There is little mystery about who Proximic is targeting. Google’s AdSense is a favorite solution for publishers looking to monetize their niche sites spread across the Internet’s so-called “long tail” by selling ad space.
Google, which built its empire on selling ads next to search results related to the words in the query, has recently been talking up its plans to improve and expand its display business, particularly through the recently completed acquisition of online advertising powerhouse DoubleClick.
They’re both going after the same market, but Proximic takes a different approach. Its signature feature is its “pattern proximity” technology, which infers the meaning of Web content without relying keywords or semantic inferences.
The false positives that keyword matches produce are familiar enough (Amazon: rain forest or Internet retailer?), so Proximic instead looks at the patterns of characters to infer the contextual meaning of a Web site, and place ads accordingly.

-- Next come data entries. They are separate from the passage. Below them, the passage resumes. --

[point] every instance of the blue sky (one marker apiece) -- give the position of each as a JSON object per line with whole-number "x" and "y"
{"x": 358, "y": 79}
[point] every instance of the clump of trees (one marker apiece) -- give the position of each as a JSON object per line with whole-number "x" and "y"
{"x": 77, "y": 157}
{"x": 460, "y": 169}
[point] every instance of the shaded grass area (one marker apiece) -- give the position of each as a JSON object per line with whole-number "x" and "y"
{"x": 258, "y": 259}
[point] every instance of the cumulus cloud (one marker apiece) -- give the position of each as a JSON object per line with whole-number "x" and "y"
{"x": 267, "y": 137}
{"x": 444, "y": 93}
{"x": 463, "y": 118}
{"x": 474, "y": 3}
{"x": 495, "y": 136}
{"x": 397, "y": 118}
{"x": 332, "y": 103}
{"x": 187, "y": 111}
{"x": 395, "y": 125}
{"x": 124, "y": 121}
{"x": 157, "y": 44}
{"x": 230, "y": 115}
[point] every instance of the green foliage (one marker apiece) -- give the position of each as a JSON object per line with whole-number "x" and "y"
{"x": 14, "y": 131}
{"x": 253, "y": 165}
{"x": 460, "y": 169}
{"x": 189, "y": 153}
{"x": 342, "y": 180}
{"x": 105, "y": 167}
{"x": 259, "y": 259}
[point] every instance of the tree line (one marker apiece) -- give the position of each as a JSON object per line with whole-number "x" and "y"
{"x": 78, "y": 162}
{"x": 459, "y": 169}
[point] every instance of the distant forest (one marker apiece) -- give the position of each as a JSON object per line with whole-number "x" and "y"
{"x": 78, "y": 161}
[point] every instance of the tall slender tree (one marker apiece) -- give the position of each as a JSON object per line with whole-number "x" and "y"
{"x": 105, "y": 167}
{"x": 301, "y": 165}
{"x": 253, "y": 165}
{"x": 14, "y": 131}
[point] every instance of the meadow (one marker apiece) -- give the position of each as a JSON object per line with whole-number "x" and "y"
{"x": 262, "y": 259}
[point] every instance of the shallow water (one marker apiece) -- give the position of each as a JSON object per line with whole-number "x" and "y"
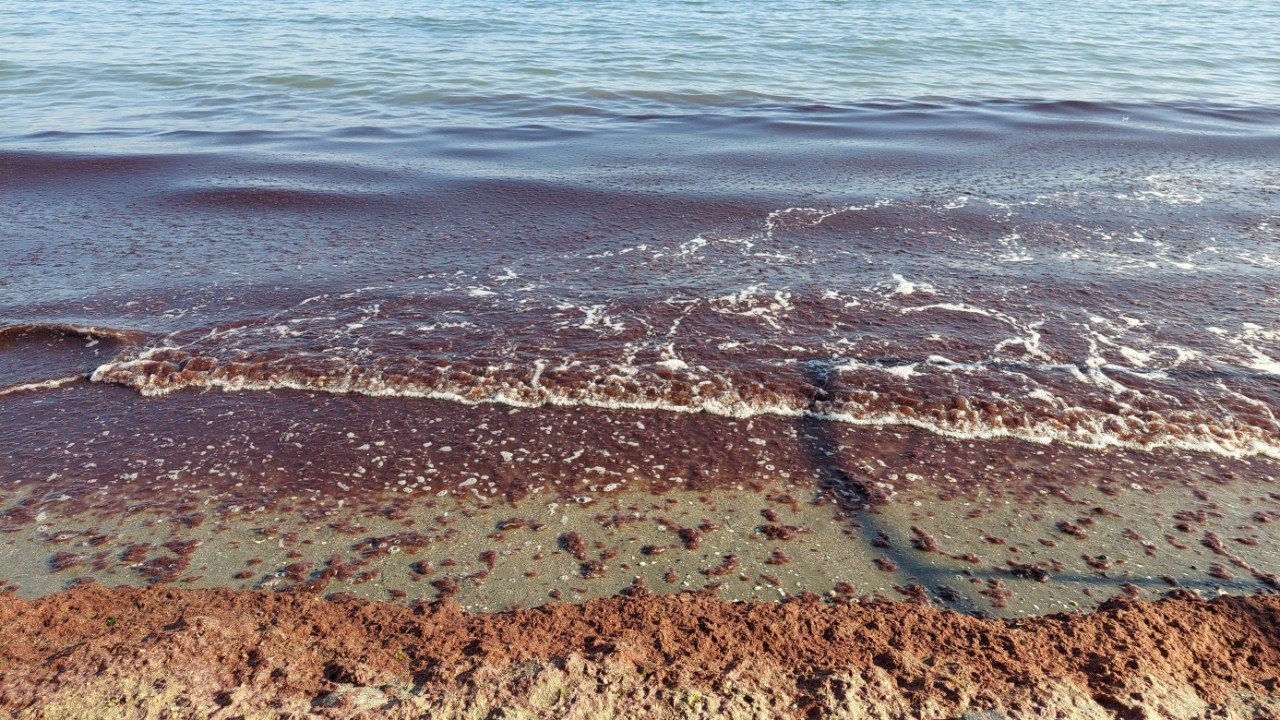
{"x": 356, "y": 253}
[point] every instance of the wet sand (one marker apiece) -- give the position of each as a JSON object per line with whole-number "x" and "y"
{"x": 225, "y": 654}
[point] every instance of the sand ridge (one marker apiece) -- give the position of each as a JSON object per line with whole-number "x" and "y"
{"x": 133, "y": 652}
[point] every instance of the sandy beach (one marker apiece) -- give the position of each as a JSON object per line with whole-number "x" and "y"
{"x": 96, "y": 652}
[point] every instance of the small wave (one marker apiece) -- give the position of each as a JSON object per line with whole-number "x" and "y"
{"x": 40, "y": 384}
{"x": 33, "y": 331}
{"x": 661, "y": 390}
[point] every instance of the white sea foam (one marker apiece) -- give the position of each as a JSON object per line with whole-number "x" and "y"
{"x": 1089, "y": 428}
{"x": 40, "y": 384}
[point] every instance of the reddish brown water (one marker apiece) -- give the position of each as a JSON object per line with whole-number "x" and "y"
{"x": 887, "y": 300}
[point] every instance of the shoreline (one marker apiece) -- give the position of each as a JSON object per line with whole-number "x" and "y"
{"x": 223, "y": 654}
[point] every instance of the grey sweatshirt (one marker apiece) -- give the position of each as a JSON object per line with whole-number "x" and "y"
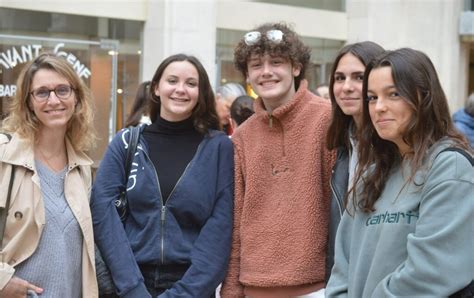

The first step in the young company’s development was to gather enough ad units to make it attractive to publishers. Since the deals with Yahoo and eBay, Proximic has signed up Shopzilla and Amazon to create an ad supply that averages more than 50 million ad units on any given day.
The self-service feature will make the network more accessible to publishers, offering some basic dashboard reporting features with more planned for the next few months. Most ads are sold on a CPC (cost-per-click) model, with publishers getting paid monthly.
As it pursues the U.S. market more aggressively, Proximic plans to expand its operations in the Valley. Its headquarters are in Munich, and it currently maintains a small office in Palo Alto, Calif.
Pieper said that the United States, UK and Germany are the three principal markets where his company is focusing now, but that expansion into other markets might not be far behind, particularly since the pattern-proximity technology does not rely on a linguistic understanding of words.
In addition to building out its own network of publishers, Pieper said that he is pursuing the backfill business line, where Proximic would sign deals with other ad networks to sell ads against their unsold inventory.